When the Covid-19 pandemic first hit South Korea, many around the world lauded the country’s quick response and innovative contact tracing techniques, including drive-thru testing, now a staple throughout the world. South Korea was able to contact trace and quarantine individuals without locking downtowns, cities, or the entire nation like other places. Indeed, much was to be learned from South Korea’s approach to the pandemic, especially following the former Park Geun-hye administration’s handling of the 2015 Middle East Respiratory Syndrome (MERS) viral epidemic. A chief critique of the management of the MERS epidemic was transparency and the public sharing of information, which led to a change in policies and laws around pandemic response and a vow from the current Moon Jae-in administration to keep the public informed with regular press conferences coupled with text messages providing details on suspected Covid-19 patients. These messages were sent to all individuals with a cell phone, the rationale being that more information is better.

“As the number of cases increased, Korean citizens and news agencies targeted queer people and their so-called ‘hedonist lifestyles’ and ‘immoral practices’ as the latest viral vectors.”

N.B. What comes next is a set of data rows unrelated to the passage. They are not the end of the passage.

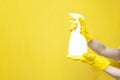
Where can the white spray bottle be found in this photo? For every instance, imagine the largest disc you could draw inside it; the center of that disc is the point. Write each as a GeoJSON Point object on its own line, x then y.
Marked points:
{"type": "Point", "coordinates": [78, 44]}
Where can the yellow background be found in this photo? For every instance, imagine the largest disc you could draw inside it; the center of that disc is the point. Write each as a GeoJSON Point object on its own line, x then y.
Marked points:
{"type": "Point", "coordinates": [34, 37]}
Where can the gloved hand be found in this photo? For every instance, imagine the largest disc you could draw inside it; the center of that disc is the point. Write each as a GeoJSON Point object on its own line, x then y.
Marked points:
{"type": "Point", "coordinates": [99, 62]}
{"type": "Point", "coordinates": [83, 31]}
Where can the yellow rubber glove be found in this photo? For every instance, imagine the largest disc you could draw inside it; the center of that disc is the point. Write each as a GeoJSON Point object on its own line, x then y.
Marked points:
{"type": "Point", "coordinates": [99, 62]}
{"type": "Point", "coordinates": [74, 24]}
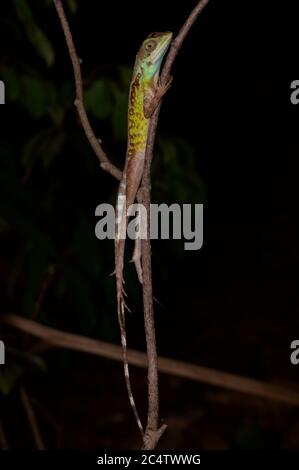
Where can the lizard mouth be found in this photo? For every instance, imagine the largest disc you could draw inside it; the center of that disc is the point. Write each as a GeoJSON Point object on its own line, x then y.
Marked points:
{"type": "Point", "coordinates": [162, 47]}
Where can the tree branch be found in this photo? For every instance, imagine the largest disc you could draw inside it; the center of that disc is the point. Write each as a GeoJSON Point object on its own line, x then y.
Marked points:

Transparency, however, can be a dangerous tool. Not only were Korean citizens finding the constant barrage of text message updates exhausting, but some began questioning why certain details were being shared by the government with the public. Then, in May 2020, after the government eased social distancing restrictions around clubs and bars, an outbreak hit the Itaewon district of Seoul on the first night of re-opening. When the media reported on the case, some included the names of the clubs while others labeled them specifically as gay clubs. As the number of cases increased, Korean citizens and news agencies targeted queer people and their so-called “hedonist lifestyles” and “immoral practices” as the latest viral vectors. Some citizens have even taken to publishing personal information and pictures of suspected queer patients online. While homosexuality is not illegal in South Korea, it is highly stigmatized—rooted in concerns over family, Christian ideals, and the security of the nation—and so most queer Koreans do not come out to family, friends, or coworkers.1→John (Song Pae) Cho, “The Wedding Banquet Revisited: ‘Contract Marriages’ between Korean Gays and Lesbians,” Anthropological Quarterly 82, no. 2 (2009): 401–22.
→Young-Jung Tari Na, “The South Korean Gender System: LGBTI in the Contexts of Family, Legal Identity, and the Military,” Journal of Korean Studies 19, no. 2 (2014): 357–77.
Therefore, such transparency posed a conundrum for human rights advocates and a potential problem for queer folks trying to live under the radar. In response to pandemic discrimination, Korean queer and human rights activists quickly mobilized to denounce the miasma of homophobia spreading across the country, taking aim specifically at news reports and the sharing of personal information with the public.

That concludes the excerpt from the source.